Her throat tightened. “I can’t be what you want right now.”
“I know.” He smiled, sad and small. “That’s the worst part." He took a deep breath.
"You’re honest about it... You’ve always been.”
The silence that followed wasn’t awkward — it was tired, resigned. She wanted to reach for him, to fix it somehow, but what would she say? That she’d suddenly be ready? That she’d change the rhythm of who she was just to keep him close?
He stood up, pulling his coat tighter. “I think I just need space,” he said, voice steady this time. “Before this stops being good for either of us.”

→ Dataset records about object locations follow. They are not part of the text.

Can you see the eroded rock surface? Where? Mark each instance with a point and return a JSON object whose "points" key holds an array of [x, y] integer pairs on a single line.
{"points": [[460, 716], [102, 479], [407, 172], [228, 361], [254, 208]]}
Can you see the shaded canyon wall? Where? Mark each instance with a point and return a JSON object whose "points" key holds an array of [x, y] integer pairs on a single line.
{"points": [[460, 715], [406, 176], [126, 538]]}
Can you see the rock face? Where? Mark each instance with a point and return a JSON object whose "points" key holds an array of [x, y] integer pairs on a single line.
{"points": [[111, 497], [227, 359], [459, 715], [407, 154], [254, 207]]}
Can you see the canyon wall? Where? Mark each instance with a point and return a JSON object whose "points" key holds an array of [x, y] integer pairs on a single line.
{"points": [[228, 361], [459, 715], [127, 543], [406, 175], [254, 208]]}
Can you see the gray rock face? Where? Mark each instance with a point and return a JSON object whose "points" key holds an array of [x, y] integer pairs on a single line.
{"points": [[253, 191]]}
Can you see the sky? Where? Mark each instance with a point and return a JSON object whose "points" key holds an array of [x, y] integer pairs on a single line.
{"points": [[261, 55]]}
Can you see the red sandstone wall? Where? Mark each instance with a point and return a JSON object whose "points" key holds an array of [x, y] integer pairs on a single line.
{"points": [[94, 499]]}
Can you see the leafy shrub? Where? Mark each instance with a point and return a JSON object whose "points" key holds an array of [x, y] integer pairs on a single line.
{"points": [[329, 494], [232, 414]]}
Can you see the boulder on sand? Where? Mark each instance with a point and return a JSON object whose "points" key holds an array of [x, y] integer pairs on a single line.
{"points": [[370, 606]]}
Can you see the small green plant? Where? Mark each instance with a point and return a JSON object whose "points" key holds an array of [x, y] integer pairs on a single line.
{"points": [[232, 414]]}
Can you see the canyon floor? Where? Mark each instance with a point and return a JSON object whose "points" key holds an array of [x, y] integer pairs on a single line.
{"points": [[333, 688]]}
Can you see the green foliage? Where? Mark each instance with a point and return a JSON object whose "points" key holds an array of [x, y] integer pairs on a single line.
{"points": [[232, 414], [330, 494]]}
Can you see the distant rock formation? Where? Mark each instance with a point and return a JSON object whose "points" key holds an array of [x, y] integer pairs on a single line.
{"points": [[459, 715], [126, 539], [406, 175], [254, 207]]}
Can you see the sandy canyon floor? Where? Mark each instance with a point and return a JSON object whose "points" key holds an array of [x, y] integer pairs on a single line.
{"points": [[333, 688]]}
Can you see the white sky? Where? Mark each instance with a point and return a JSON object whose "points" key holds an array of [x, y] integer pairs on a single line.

Her eyes met his, both being a second apart from breaking down — searching, pleading for something she couldn’t name. “So that’s it?”
He hesitated, then nodded once. “Yeah. For now.”
She wanted to ask what for now meant — a week, a month, forever — but she didn’t. She just watched, speeachless as he walked out of the café, hands shoved in the pockets of his blue coat, the boy's silhouette dissolving into the blur of morning light and furious cars on the street.
When he was gone, she sat there, staring at the empty seat across from her. The world kept moving — a bus screeched outside, people laughed, the barista called an order — but everything in her felt suspended, like her chest had been cracked open in slow motion, and her stomach felt like it was going to burst out of her mouth at any moment.
"You didn't even let me get a chance to catch up"
But deep down, she knew he’d been waiting too long already.